I wonder what determines the intensity of grief from one loss to another.
In the moment it can be baffling, but I can usually make some sense of my grief response eventually. Like how I felt more impacted when Travis, a fellow middle school classmate suddenly dropped dead of a heart attack compared to when my grandfather who I didn’t see often and who was already old and prone to heart problems, suddenly dropped dead of a heart attack at 73 within a week or two of Travis’ death.
They were different (one earth shatteringly shocking and close, one mildly shocking and far away) but these deaths also compounded. Grief transferring from one place to another, like a single spirit possessing an array of bodies and objects.

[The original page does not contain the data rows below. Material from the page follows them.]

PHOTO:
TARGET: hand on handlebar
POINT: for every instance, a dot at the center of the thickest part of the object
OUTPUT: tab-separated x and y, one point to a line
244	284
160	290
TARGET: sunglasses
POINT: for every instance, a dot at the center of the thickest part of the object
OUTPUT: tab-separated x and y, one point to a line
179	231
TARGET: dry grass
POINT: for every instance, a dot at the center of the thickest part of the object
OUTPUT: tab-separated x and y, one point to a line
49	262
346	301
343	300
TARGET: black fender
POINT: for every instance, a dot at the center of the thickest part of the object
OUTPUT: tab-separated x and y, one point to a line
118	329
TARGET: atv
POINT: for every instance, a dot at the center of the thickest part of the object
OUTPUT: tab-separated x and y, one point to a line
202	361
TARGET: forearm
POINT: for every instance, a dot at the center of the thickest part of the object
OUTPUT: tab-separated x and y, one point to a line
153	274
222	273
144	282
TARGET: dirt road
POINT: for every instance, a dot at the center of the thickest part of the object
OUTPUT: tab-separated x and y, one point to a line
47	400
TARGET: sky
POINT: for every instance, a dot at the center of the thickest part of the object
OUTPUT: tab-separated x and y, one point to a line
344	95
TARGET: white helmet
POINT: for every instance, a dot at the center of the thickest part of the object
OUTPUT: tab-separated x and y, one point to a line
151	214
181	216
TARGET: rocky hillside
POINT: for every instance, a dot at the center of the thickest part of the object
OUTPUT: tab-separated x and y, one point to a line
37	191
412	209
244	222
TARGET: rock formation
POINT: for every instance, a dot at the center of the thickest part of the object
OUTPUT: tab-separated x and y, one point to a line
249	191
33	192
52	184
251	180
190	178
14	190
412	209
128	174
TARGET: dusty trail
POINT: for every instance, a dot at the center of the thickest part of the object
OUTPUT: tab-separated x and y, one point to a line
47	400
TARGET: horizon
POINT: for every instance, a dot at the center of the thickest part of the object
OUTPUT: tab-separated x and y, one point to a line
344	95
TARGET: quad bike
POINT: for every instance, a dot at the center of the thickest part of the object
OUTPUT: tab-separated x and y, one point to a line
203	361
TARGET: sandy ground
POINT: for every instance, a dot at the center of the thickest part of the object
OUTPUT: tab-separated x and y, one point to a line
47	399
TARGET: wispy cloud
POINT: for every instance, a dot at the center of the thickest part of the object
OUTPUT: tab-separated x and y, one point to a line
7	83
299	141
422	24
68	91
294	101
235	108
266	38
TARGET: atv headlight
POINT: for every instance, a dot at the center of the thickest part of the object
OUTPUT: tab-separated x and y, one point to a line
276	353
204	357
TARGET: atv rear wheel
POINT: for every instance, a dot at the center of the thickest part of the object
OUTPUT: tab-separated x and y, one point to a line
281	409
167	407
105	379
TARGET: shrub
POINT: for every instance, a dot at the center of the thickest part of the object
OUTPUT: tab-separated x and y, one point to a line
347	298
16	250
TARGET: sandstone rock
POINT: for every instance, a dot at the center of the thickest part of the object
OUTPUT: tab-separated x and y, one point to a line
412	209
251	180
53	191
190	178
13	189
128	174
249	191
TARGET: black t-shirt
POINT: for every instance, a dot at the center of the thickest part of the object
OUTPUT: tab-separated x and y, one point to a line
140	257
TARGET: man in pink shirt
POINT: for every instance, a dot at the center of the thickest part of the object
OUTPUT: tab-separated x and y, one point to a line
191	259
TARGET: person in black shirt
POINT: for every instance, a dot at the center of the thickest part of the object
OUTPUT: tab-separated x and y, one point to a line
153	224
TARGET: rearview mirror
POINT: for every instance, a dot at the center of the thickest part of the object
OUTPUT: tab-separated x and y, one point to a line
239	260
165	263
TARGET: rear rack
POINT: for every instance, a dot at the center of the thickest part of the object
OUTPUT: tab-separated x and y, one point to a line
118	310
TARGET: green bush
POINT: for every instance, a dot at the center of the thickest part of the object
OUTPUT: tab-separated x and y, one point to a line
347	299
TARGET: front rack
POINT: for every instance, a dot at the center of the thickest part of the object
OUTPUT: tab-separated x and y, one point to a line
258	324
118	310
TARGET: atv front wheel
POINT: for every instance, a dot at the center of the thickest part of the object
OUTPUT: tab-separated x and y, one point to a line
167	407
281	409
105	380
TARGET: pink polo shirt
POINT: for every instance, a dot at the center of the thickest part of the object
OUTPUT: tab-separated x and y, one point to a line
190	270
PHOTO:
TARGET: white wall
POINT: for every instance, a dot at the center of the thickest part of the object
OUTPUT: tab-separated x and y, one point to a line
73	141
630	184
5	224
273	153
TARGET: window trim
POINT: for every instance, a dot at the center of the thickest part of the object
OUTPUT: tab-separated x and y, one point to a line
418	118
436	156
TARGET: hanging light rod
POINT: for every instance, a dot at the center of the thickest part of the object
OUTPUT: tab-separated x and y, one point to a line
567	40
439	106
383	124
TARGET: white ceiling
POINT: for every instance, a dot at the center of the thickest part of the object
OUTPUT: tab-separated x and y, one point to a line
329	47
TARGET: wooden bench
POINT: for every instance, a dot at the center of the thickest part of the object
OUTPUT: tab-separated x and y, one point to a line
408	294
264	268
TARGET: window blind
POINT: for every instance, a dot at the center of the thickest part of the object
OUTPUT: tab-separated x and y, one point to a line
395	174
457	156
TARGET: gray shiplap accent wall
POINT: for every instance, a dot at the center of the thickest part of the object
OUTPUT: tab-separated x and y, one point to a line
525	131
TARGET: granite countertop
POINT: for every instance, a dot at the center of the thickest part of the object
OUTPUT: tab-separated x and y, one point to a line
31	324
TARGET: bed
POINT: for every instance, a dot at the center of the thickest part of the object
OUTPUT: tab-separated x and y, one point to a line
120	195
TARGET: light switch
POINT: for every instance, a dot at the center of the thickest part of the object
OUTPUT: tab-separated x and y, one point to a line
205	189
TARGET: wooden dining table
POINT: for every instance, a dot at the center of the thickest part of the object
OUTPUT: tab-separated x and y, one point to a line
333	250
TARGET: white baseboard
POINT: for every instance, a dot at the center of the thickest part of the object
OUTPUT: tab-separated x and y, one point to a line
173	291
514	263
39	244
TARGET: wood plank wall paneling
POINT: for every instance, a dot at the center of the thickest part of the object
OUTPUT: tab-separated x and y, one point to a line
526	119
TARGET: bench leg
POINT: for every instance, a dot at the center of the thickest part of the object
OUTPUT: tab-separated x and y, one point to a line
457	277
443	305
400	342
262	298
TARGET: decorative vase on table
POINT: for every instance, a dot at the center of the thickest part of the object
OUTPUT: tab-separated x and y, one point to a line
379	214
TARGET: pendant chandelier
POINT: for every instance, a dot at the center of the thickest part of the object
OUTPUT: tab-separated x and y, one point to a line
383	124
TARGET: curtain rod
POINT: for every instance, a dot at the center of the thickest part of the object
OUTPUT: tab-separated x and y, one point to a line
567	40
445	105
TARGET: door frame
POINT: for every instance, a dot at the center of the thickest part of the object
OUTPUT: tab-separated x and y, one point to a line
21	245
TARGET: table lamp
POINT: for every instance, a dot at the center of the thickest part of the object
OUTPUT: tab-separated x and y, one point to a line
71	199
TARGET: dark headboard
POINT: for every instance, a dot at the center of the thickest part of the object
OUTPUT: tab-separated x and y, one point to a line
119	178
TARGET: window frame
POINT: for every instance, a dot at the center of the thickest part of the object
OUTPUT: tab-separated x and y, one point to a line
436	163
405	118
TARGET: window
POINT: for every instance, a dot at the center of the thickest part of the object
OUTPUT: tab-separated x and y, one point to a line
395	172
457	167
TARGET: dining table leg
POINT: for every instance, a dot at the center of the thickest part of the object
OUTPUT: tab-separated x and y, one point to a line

I remember the coffin being carried through the Catholic church in my Northern California hometown and crying with my 13 year old classmates. It was completely new to me. And tragic and bizarre. He was a regular kid, funny, lively, a bit of a jerk sometimes.
I remember the food at the memorial for Grandpa Jack back in New York. His wife, Emmy, from the Philippines, had laid out an exquisite spread of food I was afraid of. The fish with eyeballs still attached. I don’t think I tried any of it and I was so hungry. Even then, I felt shame for this reaction. And now, for mostly forgetting her.
In the time I knew Emmy, she took me, raised in a secular Jewishish hippy family, to a Catholic church once or twice when I was little. I loved the ritual of lighting candles for the dead. I lit one for my sister Jessica who died as a baby before I was born. It felt empowering to do something and to imagine I could connect with her through the fire-light. Empowering in the way witchy stuff can be.
Last week I felt empowered again, standing over my Grandma’s open grave with a shovel. I wondered if I was maybe too enthusiastically shoveling dirt into the hole after the family began to disperse. I was almost giddy when they let me do it.
There’s a traditional Jewish ritual where loved ones use the shovel to place a small amount of dirt onto the coffin, or in my Grandma’s non-traditional way, the capsule containing her urn, first with the backside of the shovel to signify reluctance to say goodbye and then another little scoop on the regular side of the shovel to signify acceptance. This was touching, each of us lining up to awkwardly do a thing we mostly don’t do and some of us were just learning about for the first time. Like the candles at church, I felt a little reverence and magic in this action.
But I think my body wanted to do something more physical. I don’t know what to call that urge. Digging. Gardening, Burying. I buried my grandmother. I’m glad I wore my hearty boots.
It’s hard to differentiate the past month of Halloween episodes from what this radio show already does every week. I understand that for some people, keeping death contained in the occasional ritual or holiday is the only thing even a little bit tolerable. Maybe it’s a sign I’m so afraid of it that I talk about death so often - sometimes with reverence and sometimes as a series of dark jokes.
Even still, when it comes for real it’s just a complete mess of feeling and non-feeling. No stage to master. No sentiment that feels useful.
If there was a quantifiable grief scale and if it was possible to disentangle discreet griefs from one another, I’d say Mimi Parker’s death is hitting me harder than my grandmother. Or maybe the grief spirit got transferred to a place I could more easily process it. I’ve never met Mimi. She exists as a haunting, mournful voice breaking through abrasive distortion, sometimes a sound I want to be completely absorbed by and sometimes a sound…a feeling…I want to run away from. In “More” she calls out:
"I gave more than what I should've lost
I paid more than what it would've cost
You have some of what I could've had
I want all of what I didn't have"
Low’s music feels like grief itself. Confronting and comforting me at the same time.